The quickest path is MCP: select MySQL in the Apps library, provide your host, port, database name, and credentials, and the agent connects through a permissioned channel. For a direct connection, create a dedicated MySQL user with the minimum required grants (SELECT, INSERT, UPDATE, DELETE on the target database), then paste the credentials into the connection form and hit Test connection.
What MySQL permissions does the agent need?
It depends on what you want the agent to do. For read-only reporting workflows, SELECT on your target database is sufficient. For full automation — inserts, updates, deletes, and migration runs — grant SELECT, INSERT, UPDATE, DELETE, and CREATE on the specific schemas the agent touches. Avoid SUPER or GRANT OPTION; least-privilege keeps your database safe if a workflow misbehaves.
Can I combine MySQL with other apps in the same workflow?
Yes — and that's where it gets useful. A single workflow can trigger on a New Row in MySQL, look up a contact in HubSpot, send a Slack notification, and append a row to Google Sheets. The agent treats MySQL as one node in a multi-step chain, passing data between apps without you writing glue code. Any of the 16 MySQL actions or 5 triggers can be combined with Gmail, Notion, Stripe, GitHub, and more.
How do I avoid writing duplicate rows if a trigger fires more than once?
Use Insert or Update (upsert) instead of plain Insert whenever the incoming data has a natural unique key — email, order ID, external reference. The ON DUPLICATE KEY logic means re-runs update in place rather than creating duplicates. For triggers that may re-fire, add an idempotency column (`last_synced_at` or a hash of the payload) and check it in a Find Row step before inserting.
What are the most common MySQL automation workflows?
The highest-value patterns are: (1) syncing external events into MySQL as they happen instead of nightly batch imports, (2) querying MySQL to enrich a record before taking action in another app (CRM update, email send), (3) running custom SQL to build segments or reports that feed dashboards, and (4) triggering downstream steps the moment a row changes status — no polling, no cronjob, just an event-driven chain.
Can the agent run raw SQL, or is it limited to predefined actions?
Both. The Execute SQL action accepts any valid MySQL statement — SELECT with JOINs, multi-table DELETEs, ALTER TABLE, stored procedure calls, or anything else your schema supports. For routine operations (inserting a row, updating a field, finding by key), the named actions like Insert, Update Row, and Find Row are faster to configure. Use Execute SQL when you need logic the named actions can't express.
How does the agent handle MySQL connection failures or timeouts?
The MySQL connection method supports a configurable Connect Timeout (in milliseconds). If a query times out or the host is unreachable, the workflow step fails and Actionist logs the error with the full statement that was attempted. You can add a retry step or a Slack/email alert in the workflow to handle failures gracefully — the agent won't silently swallow a DB error.
Is it safe to let the agent run DELETE or ALTER TABLE statements?
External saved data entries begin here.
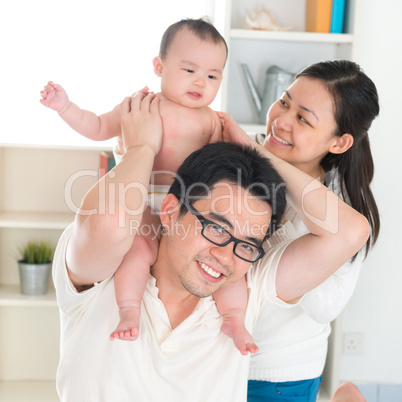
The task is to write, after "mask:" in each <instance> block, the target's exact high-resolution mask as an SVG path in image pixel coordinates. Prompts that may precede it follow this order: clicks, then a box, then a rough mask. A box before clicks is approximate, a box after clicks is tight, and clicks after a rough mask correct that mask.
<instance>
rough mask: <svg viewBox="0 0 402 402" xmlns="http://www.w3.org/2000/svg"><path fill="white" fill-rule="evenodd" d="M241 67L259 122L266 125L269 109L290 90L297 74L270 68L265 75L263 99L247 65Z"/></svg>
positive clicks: (266, 72)
mask: <svg viewBox="0 0 402 402" xmlns="http://www.w3.org/2000/svg"><path fill="white" fill-rule="evenodd" d="M241 67H242V69H243V74H244V77H245V79H246V82H247V86H248V88H249V90H250V93H251V96H252V98H253V103H254V105H255V108H256V109H257V113H258V122H259V123H260V124H265V123H266V118H267V112H268V109H269V108H270V107H271V105H272V104H273V103H274V102H275V101H276V100H278V99H279V98H280V97H281V96H282V93H283V91H285V90H286V89H287V88H288V86H289V85H290V83H291V82H292V79H293V77H294V75H295V74H293V73H289V72H288V71H285V70H282V69H281V68H279V67H278V66H271V67H269V68H268V70H267V72H266V73H265V84H264V92H263V95H262V97H261V95H260V94H259V93H258V90H257V87H256V86H255V84H254V81H253V78H252V76H251V74H250V70H249V69H248V66H247V64H244V63H242V64H241Z"/></svg>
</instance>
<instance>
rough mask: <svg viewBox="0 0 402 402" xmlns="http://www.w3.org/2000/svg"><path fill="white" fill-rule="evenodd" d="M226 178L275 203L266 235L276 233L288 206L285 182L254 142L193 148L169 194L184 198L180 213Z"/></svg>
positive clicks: (186, 212) (181, 204)
mask: <svg viewBox="0 0 402 402" xmlns="http://www.w3.org/2000/svg"><path fill="white" fill-rule="evenodd" d="M222 181H226V182H230V183H233V184H235V185H239V186H241V187H242V188H244V189H246V190H248V191H249V193H250V194H251V195H252V196H254V197H256V198H259V199H261V200H262V201H263V202H266V203H267V204H268V205H269V206H270V207H271V209H272V218H271V222H270V225H269V228H268V231H267V235H266V237H269V236H270V235H272V234H273V232H274V231H275V230H276V229H277V228H278V226H279V225H280V223H281V220H282V217H283V214H284V212H285V208H286V194H285V192H286V189H285V183H284V180H283V179H282V178H281V176H280V175H279V174H278V172H277V171H276V170H275V169H274V168H273V166H272V164H271V162H270V161H269V160H268V159H267V158H265V157H264V156H262V155H261V154H260V153H259V152H258V151H256V150H255V149H254V148H252V147H251V146H243V145H240V144H233V143H229V142H216V143H212V144H208V145H206V146H204V147H202V148H200V149H199V150H197V151H195V152H193V153H192V154H191V155H189V156H188V157H187V158H186V159H185V161H184V162H183V163H182V165H181V166H180V167H179V169H178V171H177V174H176V177H175V180H174V182H173V184H172V185H171V187H170V190H169V194H173V195H174V196H175V197H176V198H177V199H178V200H179V201H180V215H184V214H186V213H187V211H188V210H189V209H191V204H192V202H191V201H194V200H197V199H202V198H204V197H205V196H207V195H208V194H209V192H210V191H212V190H213V187H214V186H215V185H216V184H217V183H218V182H222Z"/></svg>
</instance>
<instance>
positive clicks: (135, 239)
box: [133, 236, 158, 265]
mask: <svg viewBox="0 0 402 402" xmlns="http://www.w3.org/2000/svg"><path fill="white" fill-rule="evenodd" d="M133 247H134V249H135V252H136V254H137V255H141V256H142V258H143V259H144V260H146V262H147V263H148V264H149V265H152V264H153V263H154V262H155V260H156V257H157V255H158V241H157V240H153V239H152V238H150V237H143V236H136V237H135V238H134V242H133Z"/></svg>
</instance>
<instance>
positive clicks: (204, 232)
mask: <svg viewBox="0 0 402 402" xmlns="http://www.w3.org/2000/svg"><path fill="white" fill-rule="evenodd" d="M189 211H190V213H191V214H193V215H195V216H196V217H197V218H198V220H199V221H200V222H201V225H202V231H201V234H202V235H203V236H204V237H205V238H206V239H207V240H208V241H210V242H211V243H213V244H215V245H216V246H219V247H225V246H227V245H228V244H229V243H231V242H234V246H233V253H234V254H235V255H236V256H237V257H239V258H241V259H242V260H244V261H247V262H256V261H258V260H259V259H260V258H262V257H263V256H264V254H265V251H264V250H263V249H262V248H260V247H257V246H256V245H254V244H252V243H248V242H246V241H243V240H239V239H236V237H234V236H232V235H231V234H230V233H229V232H228V231H227V230H226V229H224V228H223V227H222V226H221V225H218V224H217V223H215V222H212V221H210V220H209V219H206V218H204V217H203V216H202V215H201V214H200V213H199V212H198V211H197V210H196V209H195V208H194V207H193V206H191V207H190V209H189Z"/></svg>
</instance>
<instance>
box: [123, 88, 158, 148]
mask: <svg viewBox="0 0 402 402" xmlns="http://www.w3.org/2000/svg"><path fill="white" fill-rule="evenodd" d="M144 90H145V88H144ZM144 90H142V91H140V92H137V93H135V94H134V95H133V96H132V97H131V98H126V99H124V101H123V102H122V103H121V108H120V123H121V130H122V133H123V147H124V152H127V151H128V150H129V149H130V148H134V147H140V146H143V145H147V146H149V147H150V148H151V149H152V151H153V152H154V153H155V155H157V154H158V153H159V150H160V148H161V145H162V119H161V117H160V114H159V99H158V98H157V97H156V96H155V95H154V94H153V93H150V94H146V93H144Z"/></svg>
Safe if you scope it correctly. The safest approach: create a dedicated MySQL user for the agent with exactly the grants it needs — no DROP, no TRUNCATE, no GRANT OPTION unless you explicitly need them. For destructive actions, add a confirmation step (e.g. a human-in-the-loop approval via Slack) before the DELETE runs. The agent executes what you configure, so the guardrails are in the permissions you grant and the workflow design.